The ambiguous survives, historically, Adnan and Kirby write, because if something is proven unambiguous, “the ritual is over.”
That is, ritual survives precisely by not answering prayers. Having one’s prayer answered would be the end of prayer. Prayers are ends unto themselves: to pray is the point.
Prayer and divination are not so different. They are both methods of receptivity to gauge and engage whatever cannot be understood on one’s own, or on the face of it. A prayer divines. Divining prays. True prayer asks not just for what it wants, but what wanting is.
Renee Gladman’s The Activist revolves around friendship and enigmatic speech as well, in a tense dialectic with politics.
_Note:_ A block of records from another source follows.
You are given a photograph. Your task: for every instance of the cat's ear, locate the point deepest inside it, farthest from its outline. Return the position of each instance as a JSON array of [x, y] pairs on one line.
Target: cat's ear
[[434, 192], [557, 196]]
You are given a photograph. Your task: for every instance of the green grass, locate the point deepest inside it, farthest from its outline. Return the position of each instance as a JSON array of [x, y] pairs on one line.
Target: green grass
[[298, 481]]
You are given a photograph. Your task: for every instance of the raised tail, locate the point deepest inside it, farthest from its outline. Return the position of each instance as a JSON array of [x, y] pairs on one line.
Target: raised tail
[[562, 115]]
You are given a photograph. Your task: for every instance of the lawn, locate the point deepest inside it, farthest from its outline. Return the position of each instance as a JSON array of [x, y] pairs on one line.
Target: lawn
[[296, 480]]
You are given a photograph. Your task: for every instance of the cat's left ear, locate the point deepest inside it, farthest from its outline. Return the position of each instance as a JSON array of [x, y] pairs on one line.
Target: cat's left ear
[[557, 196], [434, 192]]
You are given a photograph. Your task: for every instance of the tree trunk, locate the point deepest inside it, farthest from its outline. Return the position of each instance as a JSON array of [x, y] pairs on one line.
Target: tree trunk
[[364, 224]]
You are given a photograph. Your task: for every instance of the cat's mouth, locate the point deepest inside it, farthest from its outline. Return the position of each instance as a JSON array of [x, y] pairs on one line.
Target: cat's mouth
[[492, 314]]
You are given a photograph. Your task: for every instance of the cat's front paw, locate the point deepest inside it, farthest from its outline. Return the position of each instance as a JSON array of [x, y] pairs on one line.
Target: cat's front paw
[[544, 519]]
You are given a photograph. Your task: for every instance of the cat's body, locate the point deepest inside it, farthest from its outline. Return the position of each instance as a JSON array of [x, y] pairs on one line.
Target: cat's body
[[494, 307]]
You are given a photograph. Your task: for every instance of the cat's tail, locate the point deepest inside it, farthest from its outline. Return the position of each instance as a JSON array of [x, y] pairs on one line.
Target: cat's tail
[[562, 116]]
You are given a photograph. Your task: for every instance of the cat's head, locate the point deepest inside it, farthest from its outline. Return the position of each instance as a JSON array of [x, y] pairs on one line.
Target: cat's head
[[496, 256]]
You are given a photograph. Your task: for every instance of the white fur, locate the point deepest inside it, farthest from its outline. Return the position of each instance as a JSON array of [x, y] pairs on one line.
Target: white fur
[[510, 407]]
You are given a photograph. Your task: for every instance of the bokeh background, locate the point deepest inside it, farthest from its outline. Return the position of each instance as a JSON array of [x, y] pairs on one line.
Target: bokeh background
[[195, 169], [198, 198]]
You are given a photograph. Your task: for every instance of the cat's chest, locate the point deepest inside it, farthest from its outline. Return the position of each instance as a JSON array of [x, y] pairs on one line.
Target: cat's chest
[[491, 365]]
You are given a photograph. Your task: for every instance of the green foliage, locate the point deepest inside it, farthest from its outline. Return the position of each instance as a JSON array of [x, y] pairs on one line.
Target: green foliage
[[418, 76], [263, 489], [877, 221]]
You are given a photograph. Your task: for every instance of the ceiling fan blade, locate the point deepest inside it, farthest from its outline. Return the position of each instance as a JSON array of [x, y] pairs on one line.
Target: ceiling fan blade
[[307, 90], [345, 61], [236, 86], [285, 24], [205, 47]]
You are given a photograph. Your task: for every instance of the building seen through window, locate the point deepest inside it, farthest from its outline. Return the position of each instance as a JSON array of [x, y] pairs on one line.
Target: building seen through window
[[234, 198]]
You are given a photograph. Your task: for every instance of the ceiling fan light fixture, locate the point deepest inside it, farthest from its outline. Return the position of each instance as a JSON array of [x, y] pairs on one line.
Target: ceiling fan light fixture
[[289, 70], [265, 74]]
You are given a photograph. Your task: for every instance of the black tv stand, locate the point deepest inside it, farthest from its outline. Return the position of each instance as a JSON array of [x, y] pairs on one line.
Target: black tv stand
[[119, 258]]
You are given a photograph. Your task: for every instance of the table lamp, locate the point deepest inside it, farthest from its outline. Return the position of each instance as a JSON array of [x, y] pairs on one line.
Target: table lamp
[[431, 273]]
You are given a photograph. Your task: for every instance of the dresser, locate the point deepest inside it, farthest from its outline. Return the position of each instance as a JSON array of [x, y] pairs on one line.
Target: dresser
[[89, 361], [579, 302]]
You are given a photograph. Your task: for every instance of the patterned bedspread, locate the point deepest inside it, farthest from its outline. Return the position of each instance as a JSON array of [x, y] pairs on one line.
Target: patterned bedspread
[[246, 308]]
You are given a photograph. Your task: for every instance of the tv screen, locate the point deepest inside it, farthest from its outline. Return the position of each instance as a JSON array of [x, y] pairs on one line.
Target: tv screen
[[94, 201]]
Here it is as if the oracle had wandered into the agora and took over the oratory.
If we expect the oracle to be enigmatic, and we expect ambiguities in ceremonial and aesthetic contexts, when activists are trying to solve political problems; transform social and ecological conditions; stop harmful practices; and institute policies to address systemically harmful infrastructures, the enigmatic and the ambiguous may seem to be, on the face of it, unhelpful. And yet ambiguous language is not the only thing that produces enigmas. Facts themselves produce enigmas. Documents we take to be embodiments of facticity can’t be relied upon.
A crucial map (at once enigmatic and emblematic) which the activists require in The Activist (for an action they have planned) keeps mutating and changing. The unreliable, anamorphic map is linked, narratively, poetically, to what is felt to be impermissible to say among these friends, whose relationships are organized around shared political desires, and also evokes the historical relation between cartography and empire building, the complicity of the surveyor with state violence.
Comrades in The Activist have an argot of their own: “There is a language that distinguishes this group from the other activists in the city, a language they fall into when they are together, that they do not know on their own.”
One belongs to the language as one belongs to the group; to the group as to the language. The Activist explores the poignancy of this tension, as well: that uncertainties, discrepancies, and secrets are part of a group’s language as well, that solidarities and enigmas co-exist.
* Tales from the Loop, Palm Springs, Russian Doll, The Map of Tiny Perfect Things, Time Loop, to name the ones I’ve noticed.